Jetzt zu meinen Fragen:

1.) Kennt jemand eine bessere Methode (die ich auch halbwegs verstehe)?
2.) Hat jemand Verbesserungsvorschläge für diese Methode (Performance ist erstmal eher unwichtig)?

Das wars auch schon. Danke!


----------



## Guest (30. Jan 2007)

Ich weiss ja nicht obs dir weiterhilft, was mir dazu einfällt wäre es eine gewisse Anzahl Fehlern zu zu lassen, oder Fehler gewisse Wertigkeit zugeben. Ein Fehler ist zum Beispiel 1 Wert, ein anderer schwerwiegenderer Fehler wäre 5 Wert, und im gesamten darf die Summe aller Werte nen Schwellenwert nicht überschreiten.


----------



## The_S (30. Jan 2007)

Also entweder missverstehe ich dich, oder du hast übersehen, dass das bereits eingebaut ist  . Falls ein Block/Stück nicht gefunden werden kann, oder sich in einem zu großen Abstand (der die maximale Abweichung sprengen würde) zum letzten Treffer befindet, wird ein Fehler hinzugerechnet. Am Ende wird dann überprüft ob die mitgegebene Kulanz überschritten wurde oder sich die Anzahl der Fehler im Rahmen befinden.


----------



## thE_29 (30. Jan 2007)

Wie wärs MD5 erstellen und den vergleichen?! 

Zuerst mal auf Größe der Datei abprüfen! Ist die nicht gleich, isses schon mal net gleich! Dann MD5 überprüfen ^^


----------



## The_S (30. Jan 2007)

thE_29 hat gesagt.:
			
		

> Wie wärs MD5 erstellen und den vergleichen?!
> 
> Zuerst mal auf Größe der Datei abprüfen! Ist die nicht gleich, isses schon mal net gleich!
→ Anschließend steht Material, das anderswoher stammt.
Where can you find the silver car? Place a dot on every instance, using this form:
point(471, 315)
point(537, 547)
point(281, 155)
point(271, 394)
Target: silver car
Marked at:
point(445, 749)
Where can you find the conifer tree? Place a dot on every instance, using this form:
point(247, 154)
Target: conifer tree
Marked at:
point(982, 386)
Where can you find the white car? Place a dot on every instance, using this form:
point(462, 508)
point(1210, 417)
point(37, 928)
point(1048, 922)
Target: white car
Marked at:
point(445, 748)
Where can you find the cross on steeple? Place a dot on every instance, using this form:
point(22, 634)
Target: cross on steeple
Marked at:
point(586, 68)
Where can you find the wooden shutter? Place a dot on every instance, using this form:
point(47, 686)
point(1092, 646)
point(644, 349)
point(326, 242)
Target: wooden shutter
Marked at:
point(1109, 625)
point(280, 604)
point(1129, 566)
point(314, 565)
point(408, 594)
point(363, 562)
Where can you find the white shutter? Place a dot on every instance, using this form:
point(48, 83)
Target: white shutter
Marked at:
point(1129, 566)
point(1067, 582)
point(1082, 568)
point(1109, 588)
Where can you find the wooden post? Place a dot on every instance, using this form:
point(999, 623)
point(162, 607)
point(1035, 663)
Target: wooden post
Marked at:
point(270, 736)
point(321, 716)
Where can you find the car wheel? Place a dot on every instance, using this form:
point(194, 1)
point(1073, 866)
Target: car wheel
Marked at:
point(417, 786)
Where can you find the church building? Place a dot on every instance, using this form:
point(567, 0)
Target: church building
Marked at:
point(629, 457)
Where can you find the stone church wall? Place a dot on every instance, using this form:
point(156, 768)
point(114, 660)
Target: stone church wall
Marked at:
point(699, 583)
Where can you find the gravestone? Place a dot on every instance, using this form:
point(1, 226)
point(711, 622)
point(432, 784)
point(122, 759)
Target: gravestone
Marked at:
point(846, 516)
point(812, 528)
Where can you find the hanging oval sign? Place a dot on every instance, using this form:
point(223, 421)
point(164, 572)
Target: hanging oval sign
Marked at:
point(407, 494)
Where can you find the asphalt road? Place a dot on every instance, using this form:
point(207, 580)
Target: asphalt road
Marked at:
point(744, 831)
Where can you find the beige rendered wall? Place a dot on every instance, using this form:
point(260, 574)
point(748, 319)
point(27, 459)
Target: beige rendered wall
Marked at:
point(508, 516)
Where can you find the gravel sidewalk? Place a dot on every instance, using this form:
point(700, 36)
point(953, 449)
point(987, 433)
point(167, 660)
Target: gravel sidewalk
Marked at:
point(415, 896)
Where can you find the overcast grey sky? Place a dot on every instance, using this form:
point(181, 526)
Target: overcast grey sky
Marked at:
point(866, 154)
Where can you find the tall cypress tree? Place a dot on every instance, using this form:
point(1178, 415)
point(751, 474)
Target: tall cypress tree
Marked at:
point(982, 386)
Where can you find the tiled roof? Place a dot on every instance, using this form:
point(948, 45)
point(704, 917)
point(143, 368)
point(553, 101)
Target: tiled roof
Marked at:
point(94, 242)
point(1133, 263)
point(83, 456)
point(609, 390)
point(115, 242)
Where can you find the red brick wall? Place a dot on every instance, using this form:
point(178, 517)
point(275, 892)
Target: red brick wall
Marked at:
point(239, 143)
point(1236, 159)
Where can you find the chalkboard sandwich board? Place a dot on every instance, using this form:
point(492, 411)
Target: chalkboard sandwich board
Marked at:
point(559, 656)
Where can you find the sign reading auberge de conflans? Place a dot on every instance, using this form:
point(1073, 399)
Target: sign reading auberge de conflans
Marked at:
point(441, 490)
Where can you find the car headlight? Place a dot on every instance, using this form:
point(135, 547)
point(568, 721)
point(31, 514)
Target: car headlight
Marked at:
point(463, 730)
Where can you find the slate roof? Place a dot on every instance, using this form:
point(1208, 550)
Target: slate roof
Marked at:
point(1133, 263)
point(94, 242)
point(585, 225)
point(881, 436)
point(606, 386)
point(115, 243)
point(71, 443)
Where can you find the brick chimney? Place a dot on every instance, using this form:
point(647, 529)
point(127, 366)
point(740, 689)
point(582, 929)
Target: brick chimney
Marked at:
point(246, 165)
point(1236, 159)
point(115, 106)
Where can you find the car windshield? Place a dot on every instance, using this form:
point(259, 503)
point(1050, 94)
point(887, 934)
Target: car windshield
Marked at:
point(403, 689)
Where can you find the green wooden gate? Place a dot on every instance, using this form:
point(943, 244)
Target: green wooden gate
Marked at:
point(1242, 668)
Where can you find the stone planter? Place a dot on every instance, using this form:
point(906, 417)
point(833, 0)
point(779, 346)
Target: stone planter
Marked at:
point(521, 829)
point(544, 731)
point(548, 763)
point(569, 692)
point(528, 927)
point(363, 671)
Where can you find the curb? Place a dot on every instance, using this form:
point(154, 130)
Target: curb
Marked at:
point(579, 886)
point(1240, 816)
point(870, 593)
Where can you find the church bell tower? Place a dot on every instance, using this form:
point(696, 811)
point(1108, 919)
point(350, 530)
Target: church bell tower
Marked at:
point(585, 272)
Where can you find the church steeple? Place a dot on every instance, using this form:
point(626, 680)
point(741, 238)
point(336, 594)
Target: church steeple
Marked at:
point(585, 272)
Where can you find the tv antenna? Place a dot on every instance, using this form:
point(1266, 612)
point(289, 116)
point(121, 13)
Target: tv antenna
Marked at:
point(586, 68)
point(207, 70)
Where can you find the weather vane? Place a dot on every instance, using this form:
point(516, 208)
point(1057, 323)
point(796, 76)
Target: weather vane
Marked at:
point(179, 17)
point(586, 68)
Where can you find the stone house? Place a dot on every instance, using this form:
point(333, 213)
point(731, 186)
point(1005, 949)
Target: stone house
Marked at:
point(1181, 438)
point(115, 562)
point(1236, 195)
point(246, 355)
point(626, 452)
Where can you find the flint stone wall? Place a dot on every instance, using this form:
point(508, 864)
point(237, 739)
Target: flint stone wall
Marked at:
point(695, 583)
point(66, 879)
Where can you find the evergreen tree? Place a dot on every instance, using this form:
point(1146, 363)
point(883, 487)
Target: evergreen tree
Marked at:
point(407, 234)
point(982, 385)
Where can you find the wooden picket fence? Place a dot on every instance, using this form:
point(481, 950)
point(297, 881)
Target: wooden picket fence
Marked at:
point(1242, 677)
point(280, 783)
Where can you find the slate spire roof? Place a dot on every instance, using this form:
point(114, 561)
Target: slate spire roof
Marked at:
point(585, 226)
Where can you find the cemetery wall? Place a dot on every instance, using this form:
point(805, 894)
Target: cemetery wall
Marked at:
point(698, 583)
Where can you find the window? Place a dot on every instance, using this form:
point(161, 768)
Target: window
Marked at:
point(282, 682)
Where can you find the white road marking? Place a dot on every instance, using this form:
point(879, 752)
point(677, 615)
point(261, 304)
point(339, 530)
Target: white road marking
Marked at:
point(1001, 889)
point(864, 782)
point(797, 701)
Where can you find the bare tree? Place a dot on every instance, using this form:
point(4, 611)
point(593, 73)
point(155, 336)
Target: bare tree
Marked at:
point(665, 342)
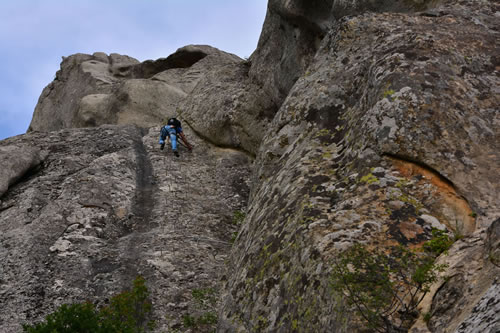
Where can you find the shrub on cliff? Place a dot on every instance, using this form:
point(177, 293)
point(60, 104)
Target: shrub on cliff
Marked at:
point(128, 312)
point(385, 288)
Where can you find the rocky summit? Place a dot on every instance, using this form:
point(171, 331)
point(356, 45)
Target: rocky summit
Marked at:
point(354, 123)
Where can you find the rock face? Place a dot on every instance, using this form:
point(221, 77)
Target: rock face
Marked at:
point(398, 94)
point(293, 31)
point(91, 90)
point(366, 122)
point(107, 205)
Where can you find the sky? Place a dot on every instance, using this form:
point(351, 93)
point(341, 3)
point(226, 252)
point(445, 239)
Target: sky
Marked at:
point(35, 34)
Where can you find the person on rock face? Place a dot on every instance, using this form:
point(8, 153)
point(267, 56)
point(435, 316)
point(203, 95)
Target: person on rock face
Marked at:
point(173, 128)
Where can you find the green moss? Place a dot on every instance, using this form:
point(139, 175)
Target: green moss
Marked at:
point(388, 93)
point(327, 155)
point(369, 179)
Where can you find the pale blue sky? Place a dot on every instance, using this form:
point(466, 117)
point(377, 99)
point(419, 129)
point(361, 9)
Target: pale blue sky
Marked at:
point(34, 34)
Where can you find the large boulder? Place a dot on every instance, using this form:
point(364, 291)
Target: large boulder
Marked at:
point(15, 162)
point(106, 206)
point(91, 90)
point(228, 110)
point(391, 131)
point(293, 31)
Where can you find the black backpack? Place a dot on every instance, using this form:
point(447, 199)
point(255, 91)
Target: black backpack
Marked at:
point(174, 121)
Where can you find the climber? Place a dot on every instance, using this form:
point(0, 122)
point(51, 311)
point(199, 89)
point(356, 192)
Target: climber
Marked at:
point(173, 128)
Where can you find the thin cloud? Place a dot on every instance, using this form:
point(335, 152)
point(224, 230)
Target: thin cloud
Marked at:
point(34, 34)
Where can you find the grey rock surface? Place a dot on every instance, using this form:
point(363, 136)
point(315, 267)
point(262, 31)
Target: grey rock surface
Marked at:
point(372, 128)
point(15, 162)
point(228, 110)
point(92, 90)
point(108, 205)
point(391, 90)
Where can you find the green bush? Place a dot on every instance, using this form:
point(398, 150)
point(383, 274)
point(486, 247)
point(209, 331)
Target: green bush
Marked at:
point(128, 312)
point(81, 318)
point(439, 243)
point(206, 301)
point(385, 290)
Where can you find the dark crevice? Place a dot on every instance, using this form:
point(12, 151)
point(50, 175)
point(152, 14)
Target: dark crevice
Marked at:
point(206, 139)
point(424, 166)
point(180, 59)
point(29, 174)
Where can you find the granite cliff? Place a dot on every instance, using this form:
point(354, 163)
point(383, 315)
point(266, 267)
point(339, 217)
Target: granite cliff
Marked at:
point(353, 122)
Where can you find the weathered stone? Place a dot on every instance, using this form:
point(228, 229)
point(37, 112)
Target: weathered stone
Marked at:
point(15, 162)
point(95, 216)
point(492, 248)
point(376, 92)
point(228, 110)
point(117, 89)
Dann MD5 überprüfen ^^



Ja, das ist ja alles schön und gut, wird auch (zumindest die Größe überprüfen) bei der exakten Dateiübereinstimmung berücksichtigt.

Mein Hauptproblem ist aber der Vergleich mit einer bestimmten Toleranz. Da kann die Datei-Größe schonmal voneinander abweichen (momentan teste ich das erfolgreich an zwei geringfügig unterschiedlichen Excel-Sheets). Genauso hilft mir hier MD5 auch nicht weiter.

Aber schonma danke für eure Bemühungen.


----------



## thE_29 (30. Jan 2007)

Achso.. Wenn du das so vergleichen willst, wird es recht kompliziert..

Weil was ist wenn Datei2 einfach am Anfang 1 byte mehr hat!

So klappt nie ein byteweiser vergleich der 2 Dateien obwohl nur 1 byte mehr ist als beim anderen ^^


----------



## The_S (30. Jan 2007)

@thE_29

evtl. würde es angebracht, wenn du meine posts auch mal komplett liest, bevor du wilde Spekulationen aufbringst  .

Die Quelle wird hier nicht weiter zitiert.